After the fall of the forts at Mobile, Wilmington alone remained a port where blockade-runners could enter and escape again, with their return cargoes. Having two entrances, one north of Cape Fear, at New Inlet, shoal and tortuous, and commanded by the extensive fortifications on Federal Point, called Fort Fisher, and the other the main channel of the Cape Fear River, and these two entrances requiring about sixty miles of blockade, it was almost impossible to prevent swift vessels from running in with important supplies for the Confederate Army, and from getting to sea again, with cotton.
Sherman was now preparing for his march to the sea, which, if successful, would insure the fall of Charleston and Savannah, without further effort from the Navy.

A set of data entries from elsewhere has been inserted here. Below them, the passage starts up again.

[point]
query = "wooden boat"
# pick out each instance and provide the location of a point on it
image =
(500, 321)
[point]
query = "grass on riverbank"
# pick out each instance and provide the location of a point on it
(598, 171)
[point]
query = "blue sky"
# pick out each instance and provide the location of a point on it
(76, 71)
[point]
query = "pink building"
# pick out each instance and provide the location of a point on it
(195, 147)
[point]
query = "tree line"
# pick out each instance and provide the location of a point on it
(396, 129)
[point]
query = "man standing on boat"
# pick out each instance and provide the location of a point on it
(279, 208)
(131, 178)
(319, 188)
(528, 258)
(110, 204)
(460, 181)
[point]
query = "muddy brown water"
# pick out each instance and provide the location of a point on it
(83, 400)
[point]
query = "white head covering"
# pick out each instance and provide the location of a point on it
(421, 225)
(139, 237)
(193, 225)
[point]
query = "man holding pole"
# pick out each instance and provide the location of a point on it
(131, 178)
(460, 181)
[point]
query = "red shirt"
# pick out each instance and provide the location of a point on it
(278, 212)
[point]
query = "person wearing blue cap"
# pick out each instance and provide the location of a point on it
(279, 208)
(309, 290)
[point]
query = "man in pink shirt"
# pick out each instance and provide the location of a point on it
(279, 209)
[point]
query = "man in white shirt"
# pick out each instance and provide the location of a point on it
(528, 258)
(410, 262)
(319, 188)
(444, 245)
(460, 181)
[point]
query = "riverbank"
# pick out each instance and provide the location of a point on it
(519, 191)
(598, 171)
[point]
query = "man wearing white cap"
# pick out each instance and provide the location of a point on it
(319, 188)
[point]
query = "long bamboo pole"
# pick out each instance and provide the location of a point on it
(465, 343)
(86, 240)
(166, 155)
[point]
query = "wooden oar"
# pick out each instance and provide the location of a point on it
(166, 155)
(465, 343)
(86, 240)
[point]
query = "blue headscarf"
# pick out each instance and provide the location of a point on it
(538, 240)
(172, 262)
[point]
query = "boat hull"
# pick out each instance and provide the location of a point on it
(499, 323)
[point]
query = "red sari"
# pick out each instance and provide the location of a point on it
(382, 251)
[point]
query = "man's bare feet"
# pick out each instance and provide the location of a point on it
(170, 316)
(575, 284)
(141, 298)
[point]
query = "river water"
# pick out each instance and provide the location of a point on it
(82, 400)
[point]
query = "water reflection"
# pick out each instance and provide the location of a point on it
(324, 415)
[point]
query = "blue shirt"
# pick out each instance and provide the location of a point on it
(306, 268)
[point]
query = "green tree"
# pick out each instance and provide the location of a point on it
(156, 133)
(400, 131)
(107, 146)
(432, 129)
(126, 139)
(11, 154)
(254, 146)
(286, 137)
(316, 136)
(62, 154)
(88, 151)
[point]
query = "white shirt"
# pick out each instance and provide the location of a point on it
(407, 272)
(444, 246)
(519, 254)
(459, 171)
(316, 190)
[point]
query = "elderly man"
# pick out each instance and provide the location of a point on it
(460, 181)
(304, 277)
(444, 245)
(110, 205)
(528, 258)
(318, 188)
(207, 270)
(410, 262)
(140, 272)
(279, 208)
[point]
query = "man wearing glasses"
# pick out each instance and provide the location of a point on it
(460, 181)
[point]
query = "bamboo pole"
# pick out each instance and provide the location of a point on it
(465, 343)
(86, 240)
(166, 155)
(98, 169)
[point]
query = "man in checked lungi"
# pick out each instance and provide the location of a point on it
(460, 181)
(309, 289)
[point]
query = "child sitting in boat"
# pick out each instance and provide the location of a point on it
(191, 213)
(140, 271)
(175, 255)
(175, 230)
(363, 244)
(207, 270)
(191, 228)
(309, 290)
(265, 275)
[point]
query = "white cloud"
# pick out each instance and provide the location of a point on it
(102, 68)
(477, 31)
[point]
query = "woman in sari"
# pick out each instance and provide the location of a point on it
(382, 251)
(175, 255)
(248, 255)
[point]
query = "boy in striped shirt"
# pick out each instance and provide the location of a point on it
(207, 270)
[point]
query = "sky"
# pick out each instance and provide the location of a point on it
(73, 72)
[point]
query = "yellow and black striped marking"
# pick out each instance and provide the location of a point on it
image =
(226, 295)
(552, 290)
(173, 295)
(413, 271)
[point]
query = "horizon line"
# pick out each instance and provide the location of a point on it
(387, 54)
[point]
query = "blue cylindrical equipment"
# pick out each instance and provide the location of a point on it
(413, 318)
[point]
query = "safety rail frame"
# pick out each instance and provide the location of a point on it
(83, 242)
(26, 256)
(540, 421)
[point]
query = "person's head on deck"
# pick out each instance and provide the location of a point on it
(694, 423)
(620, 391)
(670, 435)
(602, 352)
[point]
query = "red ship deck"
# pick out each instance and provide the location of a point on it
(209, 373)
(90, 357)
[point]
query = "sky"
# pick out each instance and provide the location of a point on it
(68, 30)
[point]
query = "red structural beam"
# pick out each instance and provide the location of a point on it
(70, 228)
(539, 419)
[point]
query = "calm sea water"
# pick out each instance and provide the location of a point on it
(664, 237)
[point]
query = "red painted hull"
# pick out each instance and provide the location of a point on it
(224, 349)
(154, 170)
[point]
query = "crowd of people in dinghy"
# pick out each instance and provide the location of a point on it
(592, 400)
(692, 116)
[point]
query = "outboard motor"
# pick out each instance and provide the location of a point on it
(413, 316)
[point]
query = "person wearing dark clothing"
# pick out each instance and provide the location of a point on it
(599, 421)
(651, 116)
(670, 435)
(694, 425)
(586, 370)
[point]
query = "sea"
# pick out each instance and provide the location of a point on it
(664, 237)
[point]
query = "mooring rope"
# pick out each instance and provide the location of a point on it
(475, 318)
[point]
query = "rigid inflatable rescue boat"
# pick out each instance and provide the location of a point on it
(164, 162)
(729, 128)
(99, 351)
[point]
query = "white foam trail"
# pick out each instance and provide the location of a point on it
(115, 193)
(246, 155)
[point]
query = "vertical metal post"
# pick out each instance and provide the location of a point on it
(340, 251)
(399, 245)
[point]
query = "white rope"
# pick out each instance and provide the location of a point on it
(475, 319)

Grant was beleaguering Lee, at Petersburg and Richmond, and the latter was dependent upon Wilmington for many indispensable articles brought into that port, for his army, by the English blockade-runners. Many of these had been captured or destroyed, but the temptation was great to try again, and greedy and desperate men, with fast steamers, took their lives in their hands, and by audacity and good seamanship, favored by a dark night, often succeeded.
It was certain that the principal Confederate Army remaining could not long be kept in the field if important articles not produced in the Confederacy could not be continuously imported from England. Indeed, after the capture of Fort Fisher, a telegram from Lee was found there, which declared that he could not hold Richmond if Fort Fisher should be captured.

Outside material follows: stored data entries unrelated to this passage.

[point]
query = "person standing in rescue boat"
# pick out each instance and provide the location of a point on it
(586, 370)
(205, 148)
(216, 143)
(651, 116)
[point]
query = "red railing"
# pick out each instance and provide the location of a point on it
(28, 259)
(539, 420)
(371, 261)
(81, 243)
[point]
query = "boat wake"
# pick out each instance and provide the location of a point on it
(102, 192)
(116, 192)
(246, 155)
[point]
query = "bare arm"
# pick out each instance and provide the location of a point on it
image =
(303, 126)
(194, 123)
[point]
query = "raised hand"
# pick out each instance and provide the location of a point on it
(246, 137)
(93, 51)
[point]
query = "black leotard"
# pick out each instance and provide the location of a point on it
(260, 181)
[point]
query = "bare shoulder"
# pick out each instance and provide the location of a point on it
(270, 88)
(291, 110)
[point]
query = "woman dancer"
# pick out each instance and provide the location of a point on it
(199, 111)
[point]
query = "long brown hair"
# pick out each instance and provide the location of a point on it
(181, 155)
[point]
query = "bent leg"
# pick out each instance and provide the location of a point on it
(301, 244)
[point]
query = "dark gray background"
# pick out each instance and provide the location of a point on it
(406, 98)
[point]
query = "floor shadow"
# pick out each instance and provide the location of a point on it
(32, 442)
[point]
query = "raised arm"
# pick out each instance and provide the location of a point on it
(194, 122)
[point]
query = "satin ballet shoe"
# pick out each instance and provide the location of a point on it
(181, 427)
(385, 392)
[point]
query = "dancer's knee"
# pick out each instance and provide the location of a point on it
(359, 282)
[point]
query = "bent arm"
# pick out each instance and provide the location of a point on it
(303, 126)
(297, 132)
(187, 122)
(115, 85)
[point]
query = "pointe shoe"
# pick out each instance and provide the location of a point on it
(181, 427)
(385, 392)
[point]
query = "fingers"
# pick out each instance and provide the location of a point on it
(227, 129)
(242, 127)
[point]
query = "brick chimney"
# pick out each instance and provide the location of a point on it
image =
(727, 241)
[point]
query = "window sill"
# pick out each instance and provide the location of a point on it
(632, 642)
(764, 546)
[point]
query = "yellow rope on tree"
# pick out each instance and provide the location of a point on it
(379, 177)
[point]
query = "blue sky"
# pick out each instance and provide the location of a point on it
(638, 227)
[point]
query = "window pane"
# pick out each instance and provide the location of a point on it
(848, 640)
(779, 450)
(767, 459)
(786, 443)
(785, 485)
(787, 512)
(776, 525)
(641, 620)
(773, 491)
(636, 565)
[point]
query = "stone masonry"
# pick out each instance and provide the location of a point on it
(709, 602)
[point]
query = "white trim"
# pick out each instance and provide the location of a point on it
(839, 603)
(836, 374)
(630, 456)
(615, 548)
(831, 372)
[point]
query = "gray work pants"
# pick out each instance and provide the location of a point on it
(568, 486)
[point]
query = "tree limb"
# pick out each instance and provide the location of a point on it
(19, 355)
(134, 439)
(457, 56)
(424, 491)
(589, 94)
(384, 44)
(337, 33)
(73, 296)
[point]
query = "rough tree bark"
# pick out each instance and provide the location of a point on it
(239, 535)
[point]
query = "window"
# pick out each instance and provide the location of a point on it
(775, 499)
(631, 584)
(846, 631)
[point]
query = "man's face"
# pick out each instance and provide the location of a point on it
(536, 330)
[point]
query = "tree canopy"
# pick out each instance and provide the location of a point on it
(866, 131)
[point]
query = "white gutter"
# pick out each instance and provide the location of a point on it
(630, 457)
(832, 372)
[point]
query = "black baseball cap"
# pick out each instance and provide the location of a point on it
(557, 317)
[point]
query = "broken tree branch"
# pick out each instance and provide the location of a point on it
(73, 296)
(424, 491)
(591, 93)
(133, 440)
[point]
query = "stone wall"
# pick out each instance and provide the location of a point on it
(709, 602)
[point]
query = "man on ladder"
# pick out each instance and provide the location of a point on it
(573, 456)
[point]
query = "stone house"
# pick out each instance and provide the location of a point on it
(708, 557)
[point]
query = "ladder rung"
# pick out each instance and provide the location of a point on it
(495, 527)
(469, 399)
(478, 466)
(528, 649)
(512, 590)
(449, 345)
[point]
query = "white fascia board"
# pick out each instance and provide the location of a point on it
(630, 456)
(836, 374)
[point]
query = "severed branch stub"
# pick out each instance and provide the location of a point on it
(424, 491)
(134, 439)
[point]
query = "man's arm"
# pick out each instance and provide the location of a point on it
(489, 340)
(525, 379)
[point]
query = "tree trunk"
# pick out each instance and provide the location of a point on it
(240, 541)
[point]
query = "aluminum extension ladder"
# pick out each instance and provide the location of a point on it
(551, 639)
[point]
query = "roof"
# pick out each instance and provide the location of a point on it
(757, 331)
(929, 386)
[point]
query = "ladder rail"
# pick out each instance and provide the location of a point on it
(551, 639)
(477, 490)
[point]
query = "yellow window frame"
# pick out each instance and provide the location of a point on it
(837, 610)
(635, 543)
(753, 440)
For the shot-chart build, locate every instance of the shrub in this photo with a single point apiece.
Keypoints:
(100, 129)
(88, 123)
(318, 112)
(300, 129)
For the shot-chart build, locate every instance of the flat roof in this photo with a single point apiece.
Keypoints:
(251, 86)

While Grant, therefore, was ready to follow Lee, either north or south, and Sherman was about making his bold manœuvre, and the captured harbors were closely held, and the lesser ports and coasts closely watched, it seemed more than ever necessary to capture Wilmington; and to do this, Fort Fisher must be taken.

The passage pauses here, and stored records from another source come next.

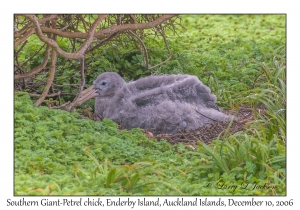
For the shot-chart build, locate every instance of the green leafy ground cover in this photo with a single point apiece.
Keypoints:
(240, 57)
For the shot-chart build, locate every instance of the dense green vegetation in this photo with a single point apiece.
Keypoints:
(240, 57)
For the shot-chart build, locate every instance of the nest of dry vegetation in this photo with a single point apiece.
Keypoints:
(243, 116)
(206, 134)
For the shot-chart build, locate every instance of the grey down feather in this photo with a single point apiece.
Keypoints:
(160, 104)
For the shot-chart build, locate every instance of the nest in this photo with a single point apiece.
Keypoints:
(206, 134)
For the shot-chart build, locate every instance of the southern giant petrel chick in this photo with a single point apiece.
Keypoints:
(160, 104)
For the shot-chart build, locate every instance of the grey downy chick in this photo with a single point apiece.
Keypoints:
(160, 104)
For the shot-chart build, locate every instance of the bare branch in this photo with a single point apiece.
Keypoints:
(37, 69)
(50, 79)
(143, 49)
(111, 30)
(77, 55)
(29, 25)
(23, 38)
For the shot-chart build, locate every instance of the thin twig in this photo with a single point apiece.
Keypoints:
(205, 116)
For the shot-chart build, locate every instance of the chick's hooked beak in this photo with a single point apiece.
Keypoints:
(87, 94)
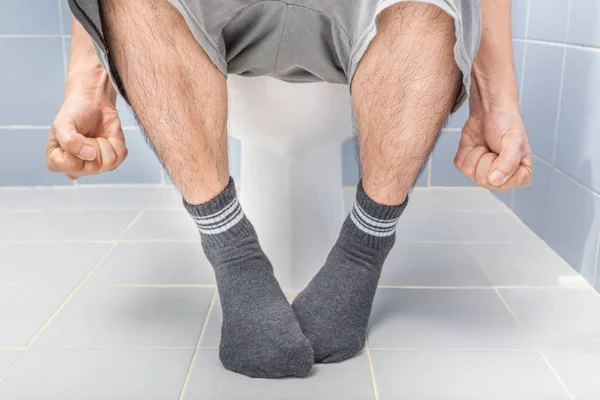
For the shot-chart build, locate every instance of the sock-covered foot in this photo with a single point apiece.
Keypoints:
(260, 335)
(334, 308)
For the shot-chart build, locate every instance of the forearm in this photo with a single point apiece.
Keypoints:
(86, 76)
(493, 67)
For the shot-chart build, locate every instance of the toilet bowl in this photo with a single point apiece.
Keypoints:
(291, 169)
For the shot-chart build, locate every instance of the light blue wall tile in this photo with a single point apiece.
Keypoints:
(548, 20)
(67, 17)
(29, 17)
(518, 54)
(584, 28)
(23, 159)
(531, 204)
(540, 100)
(519, 18)
(141, 165)
(32, 81)
(578, 144)
(573, 223)
(443, 171)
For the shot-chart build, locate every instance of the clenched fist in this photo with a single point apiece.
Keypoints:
(85, 138)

The writer participated in both attacks upon Fort Fisher, and has contributed a paper to the United Service Magazine upon the operations there; but for the sake of conciseness, will follow the official report, and the account of Boynton, adding some reminiscences.
In September, 1864, the Navy Department received assurances from the Secretary of War, that the necessary land force for the reduction of Fort Fisher and the other Wilmington forts would be supplied in due season, and preparations for the naval part of the expedition were begun at once. A very powerful naval force was assembled in Hampton Roads, and the command offered to Admiral Farragut. But the Admiral’s health had been much impaired by the anxieties, and exposures, and constant strain upon his nervous system, in consequence of his service of two years in a climate not very favorable to health. He, therefore, declined the command, to the great regret of the public, as well as the Navy Department.
The Secretary of the Navy then naturally turned to Admiral Porter, who had shown, in the very trying service on the Western rivers, great energy and skill. He accepted, with alacrity, and was at once put in command of the largest fleet which ever sailed under the American flag.
Causes into which it is now not worth while to enter delayed the expedition, as the co-operating land force was not at once forthcoming, and a bombarding force of thirty-seven vessels, and a reserve squadron of nineteen, lay in Hampton Roads, awaiting orders to proceed.